Appellant’s insinuation that it was really the victim’s parents who instituted this rape case deserves scant attention. As was pronounced in People v. Rosare,[23] this Court finds it inconceivable for a mother, like that of Maryjane’s, to drag a daughter, a mental retardate at that, into a rape scam with all its attendant scandal and humiliation for the flimsiest of reasons that she merely did not want her child to be married to appellant.

In the face of the positive testimony of Maryjane, appellant’s sweetheart theory, proffered as an affirmative defense, must be established by convincing proof.[24]

To corroborate appellant’s insistence, the defense summoned Apante who claimed knowledge of a sexual relationship between appellant and Maryjane.

Apante’s testimony, however, is incredible. It defies comprehension how Maryjane, a minor, would allow Apante to witness her and appellant having or in a position of sexual intercourse without feeling any shame or moral compunction. Moreover, Apante’s declaration that Maryjane talked normally[25] readily indicates that he does not really know Maryjane or has not heard her talk.

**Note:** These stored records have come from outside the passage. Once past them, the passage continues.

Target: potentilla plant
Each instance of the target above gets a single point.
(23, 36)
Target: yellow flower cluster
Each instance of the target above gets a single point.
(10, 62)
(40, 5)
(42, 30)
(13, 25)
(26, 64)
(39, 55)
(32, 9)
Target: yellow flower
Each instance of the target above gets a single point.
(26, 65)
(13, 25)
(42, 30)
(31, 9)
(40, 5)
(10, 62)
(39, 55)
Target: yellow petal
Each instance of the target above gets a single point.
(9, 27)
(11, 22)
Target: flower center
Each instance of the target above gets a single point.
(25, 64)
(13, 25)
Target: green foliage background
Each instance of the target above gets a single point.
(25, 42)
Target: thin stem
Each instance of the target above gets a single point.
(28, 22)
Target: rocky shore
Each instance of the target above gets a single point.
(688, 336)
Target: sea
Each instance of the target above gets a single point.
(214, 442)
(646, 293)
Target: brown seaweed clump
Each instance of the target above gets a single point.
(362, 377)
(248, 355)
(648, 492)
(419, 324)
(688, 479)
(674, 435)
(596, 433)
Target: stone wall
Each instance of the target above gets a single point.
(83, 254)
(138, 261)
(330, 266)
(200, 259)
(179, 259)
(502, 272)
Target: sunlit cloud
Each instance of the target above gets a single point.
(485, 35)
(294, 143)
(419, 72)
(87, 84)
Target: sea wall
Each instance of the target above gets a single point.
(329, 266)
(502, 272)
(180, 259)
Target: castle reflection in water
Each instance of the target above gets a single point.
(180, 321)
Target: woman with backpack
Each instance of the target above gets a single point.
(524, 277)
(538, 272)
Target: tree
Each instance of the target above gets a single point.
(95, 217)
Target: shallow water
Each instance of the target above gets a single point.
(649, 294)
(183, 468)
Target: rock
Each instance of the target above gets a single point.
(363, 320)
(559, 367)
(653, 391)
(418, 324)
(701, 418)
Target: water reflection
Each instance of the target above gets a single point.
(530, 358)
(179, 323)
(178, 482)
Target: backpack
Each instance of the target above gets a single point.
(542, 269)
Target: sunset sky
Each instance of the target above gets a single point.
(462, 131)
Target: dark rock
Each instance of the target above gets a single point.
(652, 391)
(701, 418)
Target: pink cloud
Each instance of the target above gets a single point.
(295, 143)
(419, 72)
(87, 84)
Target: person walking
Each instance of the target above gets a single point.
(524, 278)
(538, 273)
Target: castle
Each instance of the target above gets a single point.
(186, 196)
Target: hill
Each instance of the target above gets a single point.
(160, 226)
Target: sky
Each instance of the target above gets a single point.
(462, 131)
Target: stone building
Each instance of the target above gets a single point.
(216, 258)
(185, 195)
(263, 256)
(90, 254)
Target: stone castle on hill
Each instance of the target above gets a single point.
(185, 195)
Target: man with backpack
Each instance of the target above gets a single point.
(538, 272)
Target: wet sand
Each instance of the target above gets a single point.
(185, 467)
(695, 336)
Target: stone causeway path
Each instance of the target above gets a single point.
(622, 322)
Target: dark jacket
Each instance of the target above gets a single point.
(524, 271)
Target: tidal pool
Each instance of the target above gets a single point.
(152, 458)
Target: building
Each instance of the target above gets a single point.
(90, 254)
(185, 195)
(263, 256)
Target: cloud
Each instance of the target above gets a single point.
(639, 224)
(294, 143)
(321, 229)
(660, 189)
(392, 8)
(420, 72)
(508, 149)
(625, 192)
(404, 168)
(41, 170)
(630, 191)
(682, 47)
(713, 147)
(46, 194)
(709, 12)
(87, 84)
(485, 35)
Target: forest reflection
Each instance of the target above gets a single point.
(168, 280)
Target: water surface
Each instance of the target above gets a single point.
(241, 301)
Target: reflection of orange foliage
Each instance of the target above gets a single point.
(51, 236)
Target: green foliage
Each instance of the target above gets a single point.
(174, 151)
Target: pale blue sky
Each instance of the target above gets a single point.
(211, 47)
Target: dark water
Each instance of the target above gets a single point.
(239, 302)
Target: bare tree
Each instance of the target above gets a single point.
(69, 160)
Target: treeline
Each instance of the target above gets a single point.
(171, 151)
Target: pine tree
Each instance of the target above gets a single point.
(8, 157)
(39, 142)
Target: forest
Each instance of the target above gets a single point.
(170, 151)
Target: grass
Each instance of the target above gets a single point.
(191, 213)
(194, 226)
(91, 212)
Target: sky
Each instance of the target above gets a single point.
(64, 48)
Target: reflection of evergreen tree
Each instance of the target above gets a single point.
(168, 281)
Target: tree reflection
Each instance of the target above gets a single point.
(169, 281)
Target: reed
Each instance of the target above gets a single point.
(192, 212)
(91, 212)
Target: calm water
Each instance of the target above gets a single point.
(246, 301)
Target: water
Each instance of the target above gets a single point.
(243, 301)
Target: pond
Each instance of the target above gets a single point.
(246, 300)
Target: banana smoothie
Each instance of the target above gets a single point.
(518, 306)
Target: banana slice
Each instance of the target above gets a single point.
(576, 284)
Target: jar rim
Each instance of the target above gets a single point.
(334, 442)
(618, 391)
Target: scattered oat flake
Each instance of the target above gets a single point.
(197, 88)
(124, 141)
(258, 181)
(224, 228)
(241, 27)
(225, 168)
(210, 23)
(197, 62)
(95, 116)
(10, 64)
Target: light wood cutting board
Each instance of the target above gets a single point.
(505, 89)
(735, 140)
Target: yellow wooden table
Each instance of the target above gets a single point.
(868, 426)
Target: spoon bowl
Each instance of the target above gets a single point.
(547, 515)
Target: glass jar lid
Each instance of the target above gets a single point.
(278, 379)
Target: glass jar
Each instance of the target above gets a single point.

Appellant’s reliance on the much abused “sweetheart story” in rape cases rashly derides then the intelligence of this Court and sorely tests its patience.[26]

At all events, appellant being Maryjane’s sweetheart does not preclude his commission of rape.

It having been shown beyond reasonable doubt that appellant committed rape through force or intimidation under Article 266-A, paragraph 1 of the Revised Penal Code, as amended by Republic Act No. 8353 (the Anti-Rape Law of 1997), and with the use of a fan knife, a deadly weapon,[27] the penalty must be reclusion perpetua to death.[28] As no aggravating or mitigating circumstances had been shown, however, in the commission of the crime, the lesser penalty of reclusion perpetua was correctly imposed by the trial court.

Respecting the People’s prayer for the award to Maryjane of P50,000.00 as moral damages, the same is granted, consistent with existing jurisprudence.

WHEREFORE, the impugned decision of the Regional Trial Court of Iriga City, Branch 37 finding appellant guilty beyond reasonable doubt of rape under Art. 266-A of the Revised Penal Code, as amended, is hereby AFFIRMED, with the modification that in addition to paying civil indemnity of P50,000.00, appellant is ordered to pay private complainant, Maryjane C. Borsong, P50,000.00 as moral damages.


Vitug, (Chairman), Sandoval-Gutierrez, and Corona, JJ., concur.

[1] Records, p. 1.

[2] Rollo, pp. 17-21.

[3] TSN, February 25, 1999, pp. 15-21.

[4] TSN, March 1, 1999, p. 6.

[5] TSN, March 1, 1999, p. 7, 16.

[6] Ibid.

[7] Id., pp. 7-8.

[8] TSN, February 25, 1999, pp. 2-21.

[9] Records, Exhibit “C,” p. 52.

[10] TSN, February 25, 1999, pp. 2-21.

[11] Records, Exhibit “A,” p. 5.

[12] TSN, March 9, 1999, pp. 2-13.

[13] TSN, March 15, 1999, pp. 1-7.

[14] TSN, March 24, 1999, pp. 2-19.

[15] TSN, June 28, 1999, pp. 2-7.

[16] Rollo, pp. 32-44.

[17] Id. at 59-73.

[18] TSN, March 1, 1999, pp. 5-8.

[19] 349 SCRA 180, 187 (2001).

[20] People v. Alquizalas, 305 SCRA 367 (1999).

[21] TSN, March 1, 1999, p. 10.

[22] Id. at 15-16.

[23] 264 SCRA 398 (1996).

[24] People v. Barcelona, 325 SCRA 168 (2000).

[25] TSN, March 24, 1999, pp. 9, 13.

[26] People v. Accion, 312 SCRA 250 (1999).

[27] People v. Alquizalas, 305 SCRA 367 (1999).

[28] Revised Penal Code, Article 266-B, paragraph 1.